Common additive thwarts malaria parasite
By Nathan Seppa
An antimicrobial chemical used in mouthwashes has emerged in the unlikely role of malaria fighter. Experiments in mice show that this substance, triclosan, wipes out the parasite responsible for rodent malaria. In test-tube studies, the compound also kills the parasite responsible for most severe cases of malaria in people, scientists in India report.
The researchers found that triclosan binds to an enzyme called FabI in Plasmodium falciparum, the parasite infecting people. Without a supply of functional FabI, P. falciparum can’t make some fatty acids that are essential for its survival, says study coauthor Namita Surolia, a biochemist at the Jawaharlal Nehru Centre for Advanced Scientific Research in Bangalore.
The study, described in the February Nature Medicine, is also the first to identify the gene that encodes FabI in the parasite. Surolia collaborated with Avadesha Surolia of the Indian Institute of Science, also in Bangalore.
After finding that triclosan inhibits P. falciparum in a test tube, the researchers infected 10 mice with Plasmodium berghei, the rodent malaria parasite.
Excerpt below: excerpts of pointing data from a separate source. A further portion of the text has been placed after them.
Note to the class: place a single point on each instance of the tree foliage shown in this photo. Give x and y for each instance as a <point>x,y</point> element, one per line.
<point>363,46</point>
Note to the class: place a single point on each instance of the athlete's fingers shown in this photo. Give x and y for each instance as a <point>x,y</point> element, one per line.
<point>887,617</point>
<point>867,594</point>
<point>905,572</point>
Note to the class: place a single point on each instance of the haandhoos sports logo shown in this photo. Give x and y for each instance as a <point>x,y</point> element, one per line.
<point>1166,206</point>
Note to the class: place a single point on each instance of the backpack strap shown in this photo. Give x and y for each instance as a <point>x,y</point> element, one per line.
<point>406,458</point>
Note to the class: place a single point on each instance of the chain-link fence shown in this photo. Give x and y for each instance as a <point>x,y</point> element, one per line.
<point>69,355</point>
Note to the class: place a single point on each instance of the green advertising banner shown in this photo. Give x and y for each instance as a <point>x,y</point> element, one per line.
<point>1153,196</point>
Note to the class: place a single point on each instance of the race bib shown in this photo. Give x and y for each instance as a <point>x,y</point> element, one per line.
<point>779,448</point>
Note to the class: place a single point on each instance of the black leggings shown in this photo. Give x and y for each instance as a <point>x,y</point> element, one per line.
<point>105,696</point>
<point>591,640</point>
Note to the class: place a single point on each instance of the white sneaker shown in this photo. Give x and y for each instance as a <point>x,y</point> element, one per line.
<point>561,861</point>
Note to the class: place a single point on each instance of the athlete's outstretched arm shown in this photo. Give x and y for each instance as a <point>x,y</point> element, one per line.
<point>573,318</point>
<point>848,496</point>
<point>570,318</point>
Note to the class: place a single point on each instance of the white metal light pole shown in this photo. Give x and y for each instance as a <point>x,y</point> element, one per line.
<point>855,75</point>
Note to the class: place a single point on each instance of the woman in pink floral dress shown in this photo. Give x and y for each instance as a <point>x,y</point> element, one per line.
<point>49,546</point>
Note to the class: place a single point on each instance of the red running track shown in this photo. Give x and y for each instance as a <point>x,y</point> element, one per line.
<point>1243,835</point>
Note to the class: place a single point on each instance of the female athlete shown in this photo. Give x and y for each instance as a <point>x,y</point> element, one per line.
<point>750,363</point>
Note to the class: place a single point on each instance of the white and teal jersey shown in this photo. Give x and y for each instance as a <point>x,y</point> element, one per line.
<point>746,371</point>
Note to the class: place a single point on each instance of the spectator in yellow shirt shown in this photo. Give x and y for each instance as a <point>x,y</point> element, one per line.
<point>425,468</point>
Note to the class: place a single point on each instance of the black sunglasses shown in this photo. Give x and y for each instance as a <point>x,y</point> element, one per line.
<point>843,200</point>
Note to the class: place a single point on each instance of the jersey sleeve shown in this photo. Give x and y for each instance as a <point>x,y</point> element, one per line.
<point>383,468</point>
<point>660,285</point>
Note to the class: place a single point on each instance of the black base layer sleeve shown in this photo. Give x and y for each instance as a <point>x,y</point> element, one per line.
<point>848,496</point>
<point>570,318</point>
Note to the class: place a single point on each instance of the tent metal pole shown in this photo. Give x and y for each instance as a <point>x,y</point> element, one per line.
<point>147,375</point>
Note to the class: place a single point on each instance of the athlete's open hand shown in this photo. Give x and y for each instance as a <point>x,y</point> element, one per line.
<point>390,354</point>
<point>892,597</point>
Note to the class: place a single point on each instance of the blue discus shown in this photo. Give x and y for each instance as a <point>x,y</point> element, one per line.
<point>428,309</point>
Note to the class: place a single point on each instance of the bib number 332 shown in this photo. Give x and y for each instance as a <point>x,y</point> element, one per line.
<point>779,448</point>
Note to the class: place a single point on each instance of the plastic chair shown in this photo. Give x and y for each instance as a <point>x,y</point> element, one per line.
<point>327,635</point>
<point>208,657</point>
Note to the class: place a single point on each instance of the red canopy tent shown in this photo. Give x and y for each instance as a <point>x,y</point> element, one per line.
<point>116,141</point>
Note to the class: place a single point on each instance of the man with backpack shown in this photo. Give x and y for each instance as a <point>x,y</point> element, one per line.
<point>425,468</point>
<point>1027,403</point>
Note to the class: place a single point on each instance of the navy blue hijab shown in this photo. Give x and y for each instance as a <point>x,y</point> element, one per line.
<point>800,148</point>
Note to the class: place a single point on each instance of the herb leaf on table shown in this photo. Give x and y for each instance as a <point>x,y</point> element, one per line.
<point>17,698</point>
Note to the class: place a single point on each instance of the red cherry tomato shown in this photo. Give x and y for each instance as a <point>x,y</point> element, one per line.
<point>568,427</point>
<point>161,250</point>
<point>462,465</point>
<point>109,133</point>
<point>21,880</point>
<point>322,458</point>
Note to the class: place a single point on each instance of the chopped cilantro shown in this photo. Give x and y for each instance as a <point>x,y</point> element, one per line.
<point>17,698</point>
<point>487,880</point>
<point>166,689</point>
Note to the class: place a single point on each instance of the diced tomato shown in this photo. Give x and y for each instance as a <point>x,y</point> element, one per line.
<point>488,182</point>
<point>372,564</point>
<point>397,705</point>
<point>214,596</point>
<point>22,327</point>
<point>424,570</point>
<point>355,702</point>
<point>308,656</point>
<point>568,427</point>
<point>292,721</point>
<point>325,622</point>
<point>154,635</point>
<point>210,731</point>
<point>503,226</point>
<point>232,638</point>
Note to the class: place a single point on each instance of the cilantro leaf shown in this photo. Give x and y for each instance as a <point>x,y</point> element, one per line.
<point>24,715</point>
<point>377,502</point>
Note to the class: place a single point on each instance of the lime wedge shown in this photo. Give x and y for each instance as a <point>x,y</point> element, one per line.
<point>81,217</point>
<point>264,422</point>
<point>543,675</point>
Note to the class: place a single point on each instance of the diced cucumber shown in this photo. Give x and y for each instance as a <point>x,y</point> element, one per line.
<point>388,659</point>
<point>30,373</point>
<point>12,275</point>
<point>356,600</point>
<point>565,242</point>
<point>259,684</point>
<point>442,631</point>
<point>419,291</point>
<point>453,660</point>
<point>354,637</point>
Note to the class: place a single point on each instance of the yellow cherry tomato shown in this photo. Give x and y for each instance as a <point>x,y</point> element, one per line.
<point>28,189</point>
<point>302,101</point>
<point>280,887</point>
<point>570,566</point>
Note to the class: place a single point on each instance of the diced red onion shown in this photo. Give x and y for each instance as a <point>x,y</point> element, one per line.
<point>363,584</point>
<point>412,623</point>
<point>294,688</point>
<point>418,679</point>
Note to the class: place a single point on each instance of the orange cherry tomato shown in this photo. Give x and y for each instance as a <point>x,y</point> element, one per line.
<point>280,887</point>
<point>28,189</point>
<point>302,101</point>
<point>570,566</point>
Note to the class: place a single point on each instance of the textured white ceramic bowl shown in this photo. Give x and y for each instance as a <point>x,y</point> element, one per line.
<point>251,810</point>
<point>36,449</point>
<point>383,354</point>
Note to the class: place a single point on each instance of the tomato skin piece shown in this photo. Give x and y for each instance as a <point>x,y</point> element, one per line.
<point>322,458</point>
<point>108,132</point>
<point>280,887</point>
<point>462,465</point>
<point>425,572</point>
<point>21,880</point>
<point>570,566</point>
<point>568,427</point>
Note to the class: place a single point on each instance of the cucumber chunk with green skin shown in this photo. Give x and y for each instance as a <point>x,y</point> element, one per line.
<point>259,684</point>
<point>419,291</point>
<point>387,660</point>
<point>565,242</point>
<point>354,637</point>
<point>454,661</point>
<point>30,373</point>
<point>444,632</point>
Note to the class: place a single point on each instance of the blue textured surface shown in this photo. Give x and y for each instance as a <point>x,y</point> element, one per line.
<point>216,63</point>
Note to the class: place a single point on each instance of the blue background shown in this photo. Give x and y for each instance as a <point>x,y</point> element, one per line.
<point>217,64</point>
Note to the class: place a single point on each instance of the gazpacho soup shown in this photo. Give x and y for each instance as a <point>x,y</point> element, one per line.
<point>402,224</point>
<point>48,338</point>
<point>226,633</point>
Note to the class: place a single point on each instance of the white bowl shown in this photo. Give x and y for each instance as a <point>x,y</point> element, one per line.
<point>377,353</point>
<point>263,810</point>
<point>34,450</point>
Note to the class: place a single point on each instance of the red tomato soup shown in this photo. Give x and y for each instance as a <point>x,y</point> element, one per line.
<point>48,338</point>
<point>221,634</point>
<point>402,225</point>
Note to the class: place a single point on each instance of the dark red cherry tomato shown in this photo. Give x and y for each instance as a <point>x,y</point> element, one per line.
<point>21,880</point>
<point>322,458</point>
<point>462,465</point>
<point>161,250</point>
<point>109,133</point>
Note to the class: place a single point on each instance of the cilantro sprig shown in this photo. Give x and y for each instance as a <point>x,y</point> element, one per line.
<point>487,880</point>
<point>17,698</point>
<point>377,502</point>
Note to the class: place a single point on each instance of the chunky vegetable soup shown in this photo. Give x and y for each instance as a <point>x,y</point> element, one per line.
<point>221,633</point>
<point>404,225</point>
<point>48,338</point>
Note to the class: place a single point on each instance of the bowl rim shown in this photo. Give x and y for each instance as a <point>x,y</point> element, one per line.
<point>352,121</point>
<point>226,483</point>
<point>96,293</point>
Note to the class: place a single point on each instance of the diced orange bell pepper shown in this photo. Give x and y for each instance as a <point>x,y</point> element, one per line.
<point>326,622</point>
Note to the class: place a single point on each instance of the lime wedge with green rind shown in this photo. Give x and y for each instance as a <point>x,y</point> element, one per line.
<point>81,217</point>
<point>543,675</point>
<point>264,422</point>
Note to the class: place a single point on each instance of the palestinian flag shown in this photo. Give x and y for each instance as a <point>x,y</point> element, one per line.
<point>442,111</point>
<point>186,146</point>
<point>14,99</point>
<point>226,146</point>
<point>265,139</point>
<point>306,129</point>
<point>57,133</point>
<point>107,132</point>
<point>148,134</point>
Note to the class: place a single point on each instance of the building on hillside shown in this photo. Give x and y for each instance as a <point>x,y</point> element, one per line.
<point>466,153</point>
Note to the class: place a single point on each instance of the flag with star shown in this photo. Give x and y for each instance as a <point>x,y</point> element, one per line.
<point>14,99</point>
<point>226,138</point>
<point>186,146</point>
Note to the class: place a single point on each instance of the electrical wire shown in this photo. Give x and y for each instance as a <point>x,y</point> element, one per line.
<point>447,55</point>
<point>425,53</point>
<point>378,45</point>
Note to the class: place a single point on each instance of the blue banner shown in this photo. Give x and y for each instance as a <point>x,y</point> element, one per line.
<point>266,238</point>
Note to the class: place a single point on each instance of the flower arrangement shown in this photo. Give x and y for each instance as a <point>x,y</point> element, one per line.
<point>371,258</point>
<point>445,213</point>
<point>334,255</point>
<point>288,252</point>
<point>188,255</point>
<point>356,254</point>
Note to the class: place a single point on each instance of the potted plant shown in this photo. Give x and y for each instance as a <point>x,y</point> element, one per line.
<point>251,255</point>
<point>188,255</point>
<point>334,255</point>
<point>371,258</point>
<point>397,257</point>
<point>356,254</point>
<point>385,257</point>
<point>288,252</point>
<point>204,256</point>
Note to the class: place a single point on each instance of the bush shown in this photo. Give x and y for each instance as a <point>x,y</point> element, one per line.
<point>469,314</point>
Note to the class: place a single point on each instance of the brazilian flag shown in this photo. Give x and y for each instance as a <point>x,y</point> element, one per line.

They then gave four of the mice daily injections of triclosan over 4 days but withheld the chemical from the other six mice. After 8 days, the treated mice had undetectable blood concentrations of P. berghei, whereas the six untreated mice had died from the infection.
The researchers report that the treated mice were still free of parasites 6 weeks later. “If the drug was unstable, the parasite population would be expected to re-emerge, but it hadn’t,” says Matthew Berriman, a biologist at the Sanger Centre of the Wellcome Trust Genome Campus in Cambridge, England.
In the United States, manufacturers put triclosan in toothpaste, soaps, deodorants, skin creams, and acne medications–topical applications intended to kill microbes. Scientists have limited knowledge of the chemical’s effects, including possible toxicity, when taken internally, says Lars Hviid, a parasitologist at the Center for Medical Parasitology in Copenhagen.
Testing for those effects, even of a substance approved for other uses, can be expensive, he notes. Nevertheless, fatty acid biosynthesis in the parasite is “an attractive target” for scientists, Hviid says. Fatty acid production requires FabI in P. falciparum but not in mammals. Therefore, drugs specifically aimed at this enzyme shouldn’t disrupt normal cell functions in people, Berriman says.
P. falciparum has become resistant to several drugs, making the need for new treatments critical. Some resistance to triclosan itself has emerged in bacteria. Thus, the chemical might work best as part of a combination assault on malaria, Hviid says.
Although triclosan neutralizes only one enzyme in the parasite’s fatty acid production, “other enzymes involved may also be susceptible to inhibition,” Hviid says.
Scientists also need to seek new targets outside fatty acid biosynthesis, says Namita Surolia. She plans to test triclosan next on monkeys infected with yet another Plasmodium.